Yet Another Unsustainable Program
A Tuesday afternoon quick quiz – what government program are all these quotes talking about?
- “The money, it seems, is never enough.”
- “The program’s costs quickly outpaced expectations,” forcing massive new government spending in the middle of a fiscal year.
- “It cannot continue to grow at this rate,” accounting for a whopping 37% of the budget, up from 21% in 2000 – a near-doubling in just ten short years.
- It’s “been a so-called budget buster for 25 years.”
- “If we continue on the same track, it’s a recipe for disaster.”
If you said the health care law, you’d only be half right. In reality, all the damning quotes above come from a single Boston Globe story about Massachusetts’ troubled Medicaid program, which has needed nearly $600 million in additional cash infusions just since the Commonwealth’s fiscal year started on July 1. And Massachusetts isn’t alone; the Wall Street Journal reported this morning that New York’s new Governor, Andrew Cuomo, is considering more than $2 billion in reductions to that state’s troubled Medicaid program.

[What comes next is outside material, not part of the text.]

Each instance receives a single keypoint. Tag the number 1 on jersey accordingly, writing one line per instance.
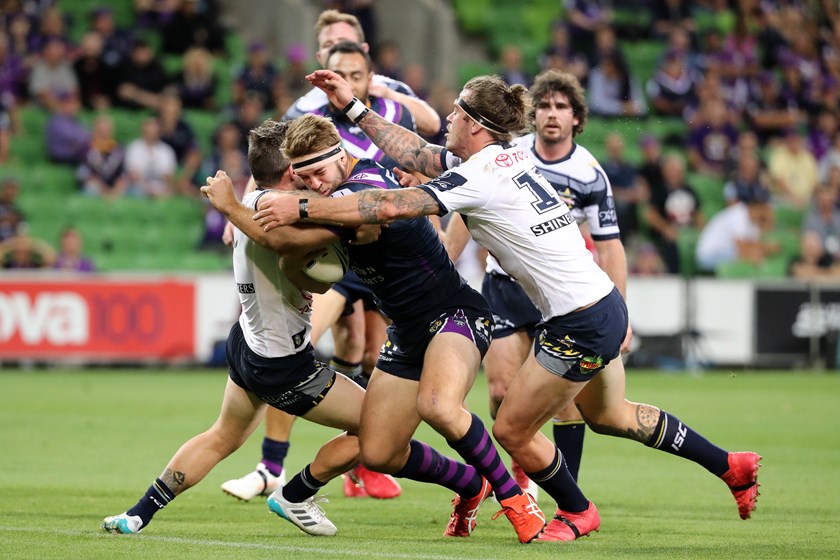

Granted, New York’s Medicaid program has been plagued with allegations of fraud for years, such that cracking down on improper and illegal spending could very well achieve Gov. Cuomo’s savings target. But at a time when state budgets are already stressed to the breaking point, why is the federal government forcing states to expand their strapped Medicaid programs? Does the federal government want all states to face the kind of fiscal problems that New York and Massachusetts – two states that expanded their Medicaid programs years ago – are now experiencing? How will requiring more states to use the same “recipe for disaster” that Massachusetts has cooked up for itself do anything but give struggling taxpayers another bitter pill to swallow?